Re: [RFC][PATCH 2/2] PM / Domains: Add preliminary cpuidle support

From: Shilimkar, Santosh
Date: Mon May 14 2012 - 02:14:29 EST


On Sun, May 13, 2012 at 1:03 AM, Rafael J. Wysocki <rjw@xxxxxxx> wrote:
> On Saturday, May 12, 2012, Shilimkar, Santosh wrote:
>> On Sat, May 12, 2012 at 12:29 AM, Rafael J. Wysocki <rjw@xxxxxxx> wrote:
>> > On Friday, May 11, 2012, Santosh Shilimkar wrote:
>> >> On Friday 11 May 2012 12:11 AM, Rafael J. Wysocki wrote:
>> >> > On Thursday, May 10, 2012, Santosh Shilimkar wrote:
> [...]
>> Your case is bit special because CPU is also part of the same power
>> domain as IO's.

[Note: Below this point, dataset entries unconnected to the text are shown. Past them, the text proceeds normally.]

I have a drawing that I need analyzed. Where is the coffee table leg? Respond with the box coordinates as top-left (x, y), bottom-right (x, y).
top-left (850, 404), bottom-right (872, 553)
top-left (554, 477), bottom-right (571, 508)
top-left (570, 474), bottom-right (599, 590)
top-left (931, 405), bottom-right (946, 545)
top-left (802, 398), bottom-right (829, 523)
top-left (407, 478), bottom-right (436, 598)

Since CPU is part of the root power domain along
>> with peripherals, you want CPU to be the device to cut the power in
>> the end(idle) and all the notifiers prepares the IO's for the 'cut
>> power' which CPU can do in the cpuidle.
>
> No, no notifiers, please, they are clearly suboptimal.
>
>> And then on the reverse chain, notifier will help devices to restore
>> the context so that can resume without any issues.
>
> The idea here is to avoid using notifiers.
>
Thanks for clarifying that. Somehow I miss-understood this
part in first place.

>> Well if CPU is added as one more device along with other
>> peripherals, you can still make it work at power domain framework
>> level.
>
> What exactly do you mean by "power domain framework level"?  My patch
> is at the power domain framework level as far as I can say.
>
>> This can be debated further but I think, we need an agreement
>> on CPUIDLE exclusivity.
>
> What do you mean by cpuidle exclusivity?  And what agreement?
>
>> Based on your hardware, say the USB is doing a huge DMA transfer
>> and CPU is not doing anything so it will hit idle thread and can idle.
>
> Sure, it will.
>
>> At least your CPU sub-domain can idle because it is quite independent
>> even if you can't cut the power for whole domain.
>
> That's correct.  The CPU sub-domain is beyond the scope of my patch.
>
>> Even with your patchset its not possible to cut the power because one of the
>> device in the domain is busy. There can be scenario, where say
>> SPI is not used for thousands of CPU idle entry/exit so there
>> is no need to worry about its context save/restore for every
>> idle entry/exit.
>
> The CPU idle state I'm referring to is not the only CPU idle state.
> It is an extra state allowing the CPU to go to even deeper idle that usually
> if all of the devices in its domain happen to be idle.
>
> Quite obviously there are other idle states along this one that will be used
> if this extra state is not enabled.
>
That make sense.

>> The way I am looking at your issue is, every device in a power domain
>> including CPU will decrement the powerdomain usecount.
>
> The CPU will not do that, only devices.
>
>> This can be handled through runtime PM.
>
> But this patchset is a part of runtime PM!  What exactly do you mean?
>
As I said for some reason I thought you were proposing the idle notifiers
which is not the case.

>> When they idle, they can save the context
>> and the context can be restored only when next time they needs to be
>> used. CPU can also decrements the usecount in the idle entry and then check
>> whether the usecound of the common PD is zero.
>
> This is not how it is supposed to work.
>
> It doesn't make sense for cpuidle to even try to use the "domain" state if
> it is known that some I/O devices in the domain aren't idle.  That's why
> that state is disabled in my code whenever one (the first) of the I/O devices
> is resumed.  It is then enabled when the last I/O device in the domain goes
> idle (the states of all devices are saved at this point, to allow cpuidle to
> use the "domain" state without worrying of the devices).
>
Now since the idle notifier confusion ( at least for me) is out, what you
proposed seems to be reasonable considering the power domain is
shared between multiple devices including CPU.